A Jewish co-worker recently directed a patron to an online article by “The Aish Rabbi” in which he answers the question, “why don’t the Jews believe in Jesus?” I will respond to his contentions point by point. Scripture is from the NAS, unless otherwise indicated.

The Aish Rabbi: For 2,000 years, Jews have rejected Christianity and the idea of Jesus as messiah. It is important to understand why Jews don't believe in Jesus. The purpose is not to disparage other religions, but rather to clarify the Jewish position. The more data that's available, the better-informed choices people can make about their spiritual path.

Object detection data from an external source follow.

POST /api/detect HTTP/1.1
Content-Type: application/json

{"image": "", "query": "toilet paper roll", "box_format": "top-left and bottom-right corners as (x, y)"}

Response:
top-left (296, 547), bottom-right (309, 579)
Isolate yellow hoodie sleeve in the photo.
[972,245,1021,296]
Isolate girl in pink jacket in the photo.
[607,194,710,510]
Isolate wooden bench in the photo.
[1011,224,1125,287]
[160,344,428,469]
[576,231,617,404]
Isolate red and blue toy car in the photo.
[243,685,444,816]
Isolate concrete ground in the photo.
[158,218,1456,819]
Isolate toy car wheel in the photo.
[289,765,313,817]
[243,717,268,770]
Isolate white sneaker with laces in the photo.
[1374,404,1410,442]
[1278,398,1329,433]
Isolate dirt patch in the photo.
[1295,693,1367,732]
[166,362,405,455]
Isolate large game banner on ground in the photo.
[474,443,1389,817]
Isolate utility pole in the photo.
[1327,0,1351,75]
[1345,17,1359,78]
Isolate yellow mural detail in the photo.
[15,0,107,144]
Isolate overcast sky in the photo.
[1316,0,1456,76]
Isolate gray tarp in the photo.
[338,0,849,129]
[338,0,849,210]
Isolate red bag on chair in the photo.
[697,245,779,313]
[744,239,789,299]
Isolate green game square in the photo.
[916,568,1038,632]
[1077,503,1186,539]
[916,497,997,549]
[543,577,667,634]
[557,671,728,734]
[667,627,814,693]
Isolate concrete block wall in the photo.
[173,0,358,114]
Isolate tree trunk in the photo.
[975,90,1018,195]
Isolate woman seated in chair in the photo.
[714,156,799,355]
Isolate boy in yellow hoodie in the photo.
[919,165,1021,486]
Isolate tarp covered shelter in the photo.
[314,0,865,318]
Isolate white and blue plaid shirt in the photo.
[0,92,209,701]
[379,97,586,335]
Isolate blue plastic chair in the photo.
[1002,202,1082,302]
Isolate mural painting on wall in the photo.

B. Douglass: Yes, unfortunately, the Jews in the main have rejected Jesus as the Messiah. “He came to His own, and those who were His own did not receive Him” (John 1:11). Scripture predicted this rejection, as St. Peter Damian proves:

[W]ho is the stone which the Lord promised to place in the foundation of Zion? Isaiah said of it: ‘See, I am laying in Zion a stone for a foundation, a tested stone, a precious cornerstone as a sure foundation’ (Is 28:16). Who, I say, is this stone but he of whom David sang: ‘The stone which the builders rejected has become the cornerstone’? (Psalm 117:22) ...This is certainly the stone which Daniel saw cut out of the mountain, made without hands (Dan 2:34), namely, Christ, who without human intervention was born of the unsullied Virgin.1

Likewise, Malachi 1:10-11 predicted that God would reprobate the Jewish Temple worship of animal sacrifice, and institute in its place one pure oblation which would be offered all over the world by Gentiles, namely the Holy Mass. “I have no pleasure in you, saith the Lord of hosts: and I will not receive a gift of your hand. For from the rising of the sun even to the going down, my name shall be great among the Gentiles, and in every place there shall be sacrifice, and there shall be offered to my name a clean oblation: for my name shall be great among the Gentiles, saith the Lord of hosts” (DRV, edited to read in the future tense; cf. Zephaniah 2:11). This is the situation which obtains today. The kingdom of God has been taken from the nation of Israel and given to nations who will bear its fruit (Matthew 21:43).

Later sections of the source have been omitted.